Essa forma de julgar era ratificada pelo Superior Tribunal de Justiça, o que pode ser constatado de diversos julgados como os seguintes julgados REsp n.º 927.216/RS, Relatora Ministra Eliana Calmon; REsp 1.529.185/RS, Relator Ministro Herman Benjamin e REsp 855.073/SC, Relator Ministro Teori Albino Zavascki.

No novo CPC essa possibilidade foi modificada, constituindo obrigação do julgador dar às partes oportunidade de falarem antes de proferir as decisões (artigo 9º), bem como devendo enfrentar e considerar os argumentos sustentados por elas (artigo 489, parágrafo 1º). E não basta que as partes falem, é preciso que sejam ouvidas. Somente a cumulação dos dois – falar e ouvir – é capaz de definir o contraditório no CPC vigente.

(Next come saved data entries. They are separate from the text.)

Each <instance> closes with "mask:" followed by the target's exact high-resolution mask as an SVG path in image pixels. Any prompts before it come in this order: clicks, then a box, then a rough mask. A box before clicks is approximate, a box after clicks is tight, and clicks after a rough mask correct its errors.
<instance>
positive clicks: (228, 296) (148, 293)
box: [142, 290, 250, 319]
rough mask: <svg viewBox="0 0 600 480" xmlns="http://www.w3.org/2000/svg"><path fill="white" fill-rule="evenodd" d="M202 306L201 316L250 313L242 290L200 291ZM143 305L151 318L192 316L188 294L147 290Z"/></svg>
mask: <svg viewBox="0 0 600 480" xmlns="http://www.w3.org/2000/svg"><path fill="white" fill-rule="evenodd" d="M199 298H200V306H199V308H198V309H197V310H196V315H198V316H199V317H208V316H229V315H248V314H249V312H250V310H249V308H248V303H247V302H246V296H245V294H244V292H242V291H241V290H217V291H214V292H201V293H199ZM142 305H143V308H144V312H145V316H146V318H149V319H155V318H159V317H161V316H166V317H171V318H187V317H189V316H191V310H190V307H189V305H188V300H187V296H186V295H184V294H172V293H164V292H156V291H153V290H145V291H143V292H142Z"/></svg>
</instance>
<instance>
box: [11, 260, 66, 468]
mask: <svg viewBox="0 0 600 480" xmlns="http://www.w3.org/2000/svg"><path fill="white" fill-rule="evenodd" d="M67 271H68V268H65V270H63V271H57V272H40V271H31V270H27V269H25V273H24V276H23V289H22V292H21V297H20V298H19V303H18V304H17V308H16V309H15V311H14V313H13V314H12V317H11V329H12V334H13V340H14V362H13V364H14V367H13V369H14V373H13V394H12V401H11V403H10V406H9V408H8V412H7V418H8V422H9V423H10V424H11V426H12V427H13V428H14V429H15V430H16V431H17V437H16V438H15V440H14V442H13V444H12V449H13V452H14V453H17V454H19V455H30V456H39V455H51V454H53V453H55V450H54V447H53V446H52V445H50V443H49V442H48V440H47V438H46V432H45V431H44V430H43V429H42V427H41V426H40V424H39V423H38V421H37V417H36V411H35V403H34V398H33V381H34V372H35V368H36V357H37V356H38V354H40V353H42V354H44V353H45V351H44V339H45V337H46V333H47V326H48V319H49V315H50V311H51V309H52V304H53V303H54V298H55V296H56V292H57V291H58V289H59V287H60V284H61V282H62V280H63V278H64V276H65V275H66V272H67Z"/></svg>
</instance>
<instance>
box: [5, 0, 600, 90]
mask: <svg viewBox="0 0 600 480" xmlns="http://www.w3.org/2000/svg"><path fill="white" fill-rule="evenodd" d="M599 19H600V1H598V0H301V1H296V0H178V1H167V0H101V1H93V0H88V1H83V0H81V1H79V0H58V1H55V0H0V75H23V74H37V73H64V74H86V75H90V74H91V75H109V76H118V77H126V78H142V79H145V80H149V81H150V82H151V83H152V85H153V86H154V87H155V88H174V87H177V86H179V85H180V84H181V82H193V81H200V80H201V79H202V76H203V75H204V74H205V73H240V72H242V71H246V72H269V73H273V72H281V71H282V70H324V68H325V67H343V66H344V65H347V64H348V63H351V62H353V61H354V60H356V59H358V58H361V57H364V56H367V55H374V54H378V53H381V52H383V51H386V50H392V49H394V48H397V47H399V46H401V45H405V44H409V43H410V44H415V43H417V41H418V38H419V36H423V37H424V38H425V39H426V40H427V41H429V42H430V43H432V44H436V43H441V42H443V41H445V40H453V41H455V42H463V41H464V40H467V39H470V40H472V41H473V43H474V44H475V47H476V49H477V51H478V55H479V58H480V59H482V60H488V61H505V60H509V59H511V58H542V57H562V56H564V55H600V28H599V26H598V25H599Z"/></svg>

Na conjuntura atual, a sociedade não quer apenas uma sentença impositiva de mérito, mas conduzir o litígio para a conciliação, mediação, autocompo-sição, outras técnicas de negociação, e sobretudo, à participação real das partes, o que só é possível com o direito de manifestação e de ter os argumentos avaliados, de maneira que o resultado seja, de fato, fruto de um processo participativo e cooperativo.

Não é mentira afirmar que o inciso LV, artigo 5º da Constituição de 1.988 dispõe que aos litigantes, em processo judicial ou administrativo, e aos acusados em geral são assegurados o contraditório e ampla defesa, com os meios e recursos a ela inerentes. Essa diretriz foi também contemplada na literalidade do novo CPC, tendo os artigos 7º e 9º da Lei Federal assegurado às partes paridade de tratamento em relação ao exercício de direitos e faculdades processuais, aos meios de defesa, aos ônus, aos deveres e à aplicação de sanções processuais, competindo ao juiz zelar pelo efetivo contraditório.

Em verdade, o direito de manifestar e ser considerado já havia sido expressamente reconhecido pelo Supremo Tribunal Federal, guardião da Constituição, tendo o ministro Gilmar Mendes se posicionado, no ano de 2004, no sentido de que o contraditório é constituído pelo “(I) direito de informação, que obriga o julgador a informar a parte contrária todo o ato praticado no processo, com explicitação dos seus elementos; (II) direito de manifestação, que assegura ao litigante a possibilidade de manifestar-se sobre os elementos fáticos e jurídicos constantes do processo; e (III) direito de ver seus argumentos considerados, o que exigirá do julgador capacidade, apreensão e isenção de ânimo para contemplar as razões apresentadas. Desse modo, incumbe ao julgador não só o dever de informar os atos do processo e garantir a manifestação, mas também o de tomar conhecimento e considerar séria e detidamente as razões apresentadas” (STF – MS n.º 24.268/MG).

O Legislador atual, consciente de que o destinatário do provimento jurisdicional são as partes, e visando a renovação de conceitos, positivou no novo Código de Processo Civil a necessidade de o julgador enfrentar todas as questões trazidas pelas partes, evitando, assim, qualquer discussão ou interpretação diversa a respeito dessa obrigação do Estado (artigo 489, §1º). Entretanto, verifica-se considerável resistência por parte de alguns operadores do direito, em especial da Magistratura, que tem indicado a tendência de que somente precisam ser enfrentados os argumentos relevantes e pertinentes alegados pelas partes. Entendimento marcado por subjetivismo que poderá derruir a intenção do legislador de obrigar o enfrentamento de todos os argumentos.

Conclui-se que o contraditório, idealizado pelo legislador atual no CPC/2015, é embasado em um processo cooperativo, voltado para os destinatários dos provimentos judiciais e onde as partes possam participar do processo, manifestar e ter os argumentos considerados pelo julgador. Contudo, somente o futuro e a hermenêutica pelos tribunais poderão responder se esse ideal será concretizado ou continuará utópico.